The video shows how to create a salt based pcm (phase change material). You can also buy packs like these but I thought it seemed more fun to create it myself, so it will be my summer project when the heat is not barrable. I think Putting it under a cap would do wonders.
Open everything up really early to cool the house and use fans to direct airflow. Close all the blinds facing the sun and follow it around the house through the day doing the same. We are lucky to have a basement so we also direct cool airflow from the basement to upstairs and through the house on the hottest days. We also run a dehumidifier because it's very humid here.
I was previously convinced that taking cold showers was my only saving grace during hot summers, but this year I got the advice to try to take a warm shower a short while before bed, and I'm surprised to say that it has helped. This is for high 20s though so YMMV for sure.
Other things that help:
Open windows when outdoor temperature is lower than indoor temperature, and try to get a cross breeze going if possible
Keep light out of the house by closing blinds during the day
Wear linen clothing and use linen bedding, this material works better for warm conditions
Fans help reduce perceived temperature by several degrees
If you live in a dry climate you can create a makeshift evaporation cooler with a fan, tub, water pump, and evap material.
Set it up in front of an opened window, blow it into the house, and open a window at the other side of the house. You can easily get 20 degree F drop in temp.
You dont wanna just be blowing around the oven-like air trapped in your house. Open two windows on opposite ends of the house, and point a fan facing outside at one of the windows. This will pull air from the opposite window and create a crossbreeze of fresh air.
Lying shirtless on a hard floor can also help cool your body down
Do you have ceiling fans? I honestly have rarely even wanted AC because ceiling fans do such a good job at keeping the place cool up to at least the low 30s, when I'm not headed up from doing exercise.

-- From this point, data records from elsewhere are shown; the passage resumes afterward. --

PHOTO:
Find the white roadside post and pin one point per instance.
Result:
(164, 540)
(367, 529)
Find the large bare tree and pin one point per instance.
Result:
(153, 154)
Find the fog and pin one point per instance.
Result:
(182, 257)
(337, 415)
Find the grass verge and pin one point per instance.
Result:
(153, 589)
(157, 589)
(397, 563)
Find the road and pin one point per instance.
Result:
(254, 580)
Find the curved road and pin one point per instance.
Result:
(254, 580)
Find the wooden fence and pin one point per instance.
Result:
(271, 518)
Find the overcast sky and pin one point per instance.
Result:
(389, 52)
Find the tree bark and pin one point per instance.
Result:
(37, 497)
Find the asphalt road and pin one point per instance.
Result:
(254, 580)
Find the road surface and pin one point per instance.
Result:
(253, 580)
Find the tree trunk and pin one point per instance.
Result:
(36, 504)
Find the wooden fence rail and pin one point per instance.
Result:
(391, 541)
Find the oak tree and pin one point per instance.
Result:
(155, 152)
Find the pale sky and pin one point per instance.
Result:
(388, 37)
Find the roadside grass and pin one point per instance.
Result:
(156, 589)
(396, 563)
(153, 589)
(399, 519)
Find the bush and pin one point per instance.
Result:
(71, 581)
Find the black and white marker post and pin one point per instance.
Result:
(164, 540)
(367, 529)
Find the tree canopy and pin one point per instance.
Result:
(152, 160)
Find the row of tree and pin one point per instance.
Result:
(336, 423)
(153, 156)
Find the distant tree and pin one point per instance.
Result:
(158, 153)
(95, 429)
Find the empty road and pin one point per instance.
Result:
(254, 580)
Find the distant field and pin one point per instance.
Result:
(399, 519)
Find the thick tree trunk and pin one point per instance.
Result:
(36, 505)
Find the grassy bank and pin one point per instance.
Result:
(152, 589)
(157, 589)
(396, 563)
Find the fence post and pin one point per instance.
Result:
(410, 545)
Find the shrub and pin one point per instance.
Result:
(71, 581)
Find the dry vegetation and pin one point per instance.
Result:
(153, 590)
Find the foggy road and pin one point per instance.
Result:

At my family cottage, we had it for over 40 years before getting portable ACs. Generally we just avoided the heat waves. Cold waterbottles in between your neck and shoulders really helps circulate the cooled blood throughout your body. We ended up getting portable ACs one year because we were spending a week there and it was over 95f every day. A few years later one of us took a paid early retirement package and we used some of that money to get central AC, best upgrade for our cottage ever.
what are your tips to stay cool during the summer?
U aren't supposed to do anything else than getting used to. Stop burning so much fuel in doing something so futile since once u r on ur way to the job u r gonna suffer like hell even if only when getting down the car.
Wanna do something useful, buy a really hot coffe and drink it, once ur temp goes down ur gonna even feel cold at normal temp from that point foward, u welcome.